How to get assessment wrong

It is the duty of the human understanding to understand that there are things which it cannot understand, and what those things are.

Søren Kierkegaard

With the freedom to replace National Curriculum Levels with whatever we want, there’s a wonderful opportunity to assess what students can actually do rather than simply slap vague, ill-defined criteria over students’ work and then pluck out arbitrary numbers as a poor proxy for progress. But there’s also an almost irresistible temptation to panic, follow the herd and get things badly wrong. Levels are by no means the worst we could do – in fact there was actually much to like about them – if we’re not careful we’ll replace them with something truly awful.

We need always to remember that any system of assessment is an attempt to map a mystery with a metaphor. There’s no way we can every really know everything about what students are learning. All we get to measure is their performance on a given day. Because we can’t see learning we come up with metaphors to make it easier to conceptualise. Levels, ladders, thermometers, graphs are all metaphors. They’re meant to help us to think about something so complex and mysterious it makes the mind boggle. Unfortunately, they often end up concealing the truth that learning is messy and unpredictable. My favourite metaphor for learning is Robert Siegler’s ‘overlapping waves’ model; the tide may be coming in, but individual waves roll in and recede unpredictably. Siegler suggests we make the following assumptions:

At any one time children think in a variety of ways about most phenomena;
These varied ways of thinking compete with each other, not just during brief transition periods but rather over prolonged periods of time;
Cognitive development involves gradual changes in the frequency of these ways of thinking, as well as the introduction of more advanced ways of thinking.

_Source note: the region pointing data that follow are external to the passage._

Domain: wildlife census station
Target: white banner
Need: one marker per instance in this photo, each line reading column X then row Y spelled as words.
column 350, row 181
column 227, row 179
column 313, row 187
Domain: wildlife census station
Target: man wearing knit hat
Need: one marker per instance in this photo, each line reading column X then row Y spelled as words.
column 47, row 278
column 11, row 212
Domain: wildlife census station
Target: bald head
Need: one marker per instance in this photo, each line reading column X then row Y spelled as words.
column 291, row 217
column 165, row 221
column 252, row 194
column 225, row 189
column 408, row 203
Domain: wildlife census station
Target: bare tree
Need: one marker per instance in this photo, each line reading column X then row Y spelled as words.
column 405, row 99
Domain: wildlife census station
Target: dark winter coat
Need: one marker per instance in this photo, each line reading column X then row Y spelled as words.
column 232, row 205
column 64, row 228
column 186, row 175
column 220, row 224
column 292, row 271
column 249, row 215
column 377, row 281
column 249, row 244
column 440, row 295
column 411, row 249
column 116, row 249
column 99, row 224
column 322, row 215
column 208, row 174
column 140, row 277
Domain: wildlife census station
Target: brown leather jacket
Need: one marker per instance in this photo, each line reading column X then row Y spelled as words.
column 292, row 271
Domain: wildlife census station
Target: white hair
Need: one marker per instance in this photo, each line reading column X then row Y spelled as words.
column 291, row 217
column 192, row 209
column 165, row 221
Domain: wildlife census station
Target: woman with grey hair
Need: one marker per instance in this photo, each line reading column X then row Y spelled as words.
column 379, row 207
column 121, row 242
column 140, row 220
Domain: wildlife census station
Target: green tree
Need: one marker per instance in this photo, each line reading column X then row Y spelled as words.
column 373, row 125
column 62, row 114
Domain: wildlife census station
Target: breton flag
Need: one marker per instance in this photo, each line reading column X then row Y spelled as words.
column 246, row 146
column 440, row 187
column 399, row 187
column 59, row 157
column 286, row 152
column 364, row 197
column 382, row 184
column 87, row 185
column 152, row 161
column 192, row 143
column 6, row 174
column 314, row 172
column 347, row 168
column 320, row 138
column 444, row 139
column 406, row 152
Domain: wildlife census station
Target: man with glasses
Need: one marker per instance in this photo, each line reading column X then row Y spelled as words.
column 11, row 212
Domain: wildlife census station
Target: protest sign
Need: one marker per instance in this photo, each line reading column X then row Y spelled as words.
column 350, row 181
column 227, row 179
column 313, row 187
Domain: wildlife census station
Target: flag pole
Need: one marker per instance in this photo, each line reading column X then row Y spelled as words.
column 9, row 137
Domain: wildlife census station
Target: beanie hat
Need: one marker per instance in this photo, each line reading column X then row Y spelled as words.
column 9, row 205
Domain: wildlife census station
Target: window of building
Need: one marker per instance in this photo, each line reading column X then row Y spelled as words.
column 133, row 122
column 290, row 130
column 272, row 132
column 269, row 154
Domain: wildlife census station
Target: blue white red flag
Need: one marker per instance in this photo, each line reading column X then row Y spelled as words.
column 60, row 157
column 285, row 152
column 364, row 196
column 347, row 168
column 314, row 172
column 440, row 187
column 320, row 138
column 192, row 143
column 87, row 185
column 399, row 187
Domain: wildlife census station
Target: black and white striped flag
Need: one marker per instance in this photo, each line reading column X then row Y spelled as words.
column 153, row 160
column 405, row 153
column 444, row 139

How can you show that on a spreadsheet? Obviously it’s much easier to just ignore all this complexity and pretend learning is predictable.

Here then are a few simple principles for getting things wrong.

Assessment and tracking systems should (not):

display an ignorance of how students actually learn
assume progress is linear and quantifiable, with learning divided into neat units of equal value
predefine the expected rate of progress
limit students to Age Related Expectations (ARE) that have more to do with the limits of the curriculum than any real understanding of cognitive development.
invent baseless, arbitrary, ill-defined thresholds (secure, emerging etc.) and then claim students have met them
use a RAG rating (Red, Amber, Green) based on multiples of 3 to assess these thresholds
apply numbers to these thresholds to make them easy to manipulate
provide an incentive to make things up

Picking holes in other people’s work is easy, but in all seriousness, if you want to work out whether your levels replacement is fit for purpose try asking Michael Tidd’s 7 questions. Also, do your best to resist the myths of progress: the best we can do is to approximate what we think students are learning by looking at what they can actually do here and now.

Many thanks to @jpembroke for helping come up with the silly ideas.

And here are the slides I used at The Key’s conference on Life After Levels.

David Didau2015-05-21T10:45:22+01:00May 20th, 2015|assessment|

27 Comments

mmiweb May 20, 2015 at 12:45 pm - Reply

Gosh David, we’re in danger of fully agreeing on something ;-D

I do like the lost of “nots” and have been talking about very similar things for a while now (since we ‘lost’ levels) especially what I consider to be the biggest lie in education that children progress up the beautiful straight progression curve that fills DfE and Ofsted’s mind when it comes to the nature of the progression of individuals and schools.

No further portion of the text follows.